Officially, Oktoberfest only refers to the one held annually in Munich. The event originated with the marriage of the Crown Prince of Bavaria, who later became King Louis 1st, and Princess Therese Sachsen-Hildburghausen on 12 October 1810. The five-day festival ended with a horse race in Therese’s Green. For the next few years, the race was a part of a state agricultural fair. Booths serving food and drink were added in 1818.

It wasn’t until the 20th century that it developed into the beer festival we know today with temporary halls and bandstands. Each of Munich’s brewers constructs these spaces, with seating of up to 6,000 people in each. There are huge parades with beer wagons and floats for the anticipated crowds of over six million people. This year, on 17 September, the Mayor of Munich kicked off the festival with the traditional tapping of the first keg.

So, here are some fun facts about German beer.

There are three styles: Light beers, dark beers, and wheat beers.

Southern Germany has predominantly small, local breweries, whereas brewing is more centralized in the north.

With roughly 1300 breweries in the country producing 5,000 brands of beer, 50% of them are located in Bavaria.

Weihenstephan, a Benedictine monastery founded in 725, is considered the oldest brewery in the world, making beer since 1040. Locally, Weltenburger Kloster, in Regensburg, an hour from our house, has been brewing beer since 1050.

There are many types in each style of brewing. I prefer the dark (Dunkel) and the wheat (Weizen). While Dave joins me in enjoying the dark, he prefers the light beers to wheat, joking that he likes to eat his bread, not drink it.

So, here is a guide to the various beers in Germany.

Pale lagers

Export – a pale lager brewed around Dortmund that is fuller, maltier, and less hoppy than Pilsner.

Helles – a malty pale lager from Bavaria

Kölsch – pale, light-bodied, top-fermented beer which can only be brewed legally in the Cologne region

Maibock – a pale, strong lager brewed in the spring

Märzen – medium body, malty lagers that come in pale, amber, and dark varieties

Pilsener – a pale lager with a light body and a more prominent hop character

Dark lagers 

Altbier – a top fermented, lagered beer. It is brewed only in Düsseldorf and in the Lower Rhine region. Flavors can range from mildly bitter and hoppy to exceptionally bitter

Bock – a heavy-bodied, bitter-sweet lager that uses dark-colored malts

Doppelbock is a robust, full-bodied lager that uses dark-colored malts. As you may guess, Doppel means double.

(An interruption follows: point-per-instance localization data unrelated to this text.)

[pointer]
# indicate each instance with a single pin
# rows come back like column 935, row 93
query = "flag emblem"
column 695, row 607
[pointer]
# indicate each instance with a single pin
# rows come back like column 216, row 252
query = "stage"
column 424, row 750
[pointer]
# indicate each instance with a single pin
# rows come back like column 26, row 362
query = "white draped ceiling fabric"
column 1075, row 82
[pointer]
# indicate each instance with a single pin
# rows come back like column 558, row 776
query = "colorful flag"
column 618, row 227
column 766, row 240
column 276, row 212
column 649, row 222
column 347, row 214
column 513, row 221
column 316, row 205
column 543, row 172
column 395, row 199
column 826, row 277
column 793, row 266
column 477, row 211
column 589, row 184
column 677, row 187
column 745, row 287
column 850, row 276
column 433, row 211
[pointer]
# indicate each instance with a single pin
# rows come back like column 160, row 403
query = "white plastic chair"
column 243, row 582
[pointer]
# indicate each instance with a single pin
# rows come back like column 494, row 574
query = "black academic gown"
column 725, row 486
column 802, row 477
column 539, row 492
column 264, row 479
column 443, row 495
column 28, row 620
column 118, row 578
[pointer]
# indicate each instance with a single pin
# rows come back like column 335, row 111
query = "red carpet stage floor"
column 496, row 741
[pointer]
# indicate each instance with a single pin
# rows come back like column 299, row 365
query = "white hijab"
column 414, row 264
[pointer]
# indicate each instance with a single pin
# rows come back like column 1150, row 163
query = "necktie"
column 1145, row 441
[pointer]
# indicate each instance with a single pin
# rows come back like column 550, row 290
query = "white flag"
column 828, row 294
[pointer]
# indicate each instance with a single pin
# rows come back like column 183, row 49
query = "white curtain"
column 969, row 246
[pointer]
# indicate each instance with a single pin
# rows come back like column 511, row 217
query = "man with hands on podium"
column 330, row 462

Dunkel – a dark lager that comes in two main varieties: the sweetish, malty Munich style and the drier, hoppy Franconian style

Schwarzbier – a bottom-fermented, black lager beer

Kellerbiers are unfiltered lagers that are conditioned similarly to cask ales.

Zwickelbier was originally a sample amount of beer taken by a brewery boss from the barrel and are unfiltered lagers like Kellerbier but tend to be younger, lower in alcohol, and less hoppy than Kellerbiers.

Zoiglbier, which in the Upper Palatinate’s brewing practice is advertised with a “Zoiglstern”— a six-pointed blue-and-white symbol made from wooden slats, similar to a Star of David. This is also an early tasting. One of these days, I will make it down to Amberg when the sign is out.

Wheat Beers

Weizenbier and Weißbier are the common German names for wheat beer – “Weizen” is German for “wheat,” and “weiß” is German for “white.”

Berliner Weisse – a pale, very sour wheat beer brewed in Berlin, often served with raspberry syrup.

Hefeweizen – an unfiltered wheat beer. “Hefe” is German for yeast.

Kristallweizen – a filtered wheat beer. It is characterized by a clear rather than cloudy appearance.

Weizenbock is the name for a strong beer or bock made with wheat.

Roggenbier – a fairly dark beer made with rye, somewhat grainy flavor similar to bread (Dave was right!)


No matter your tastes, there is something for everyone.

Prost! Salud! Slainte Mhath! Cheers!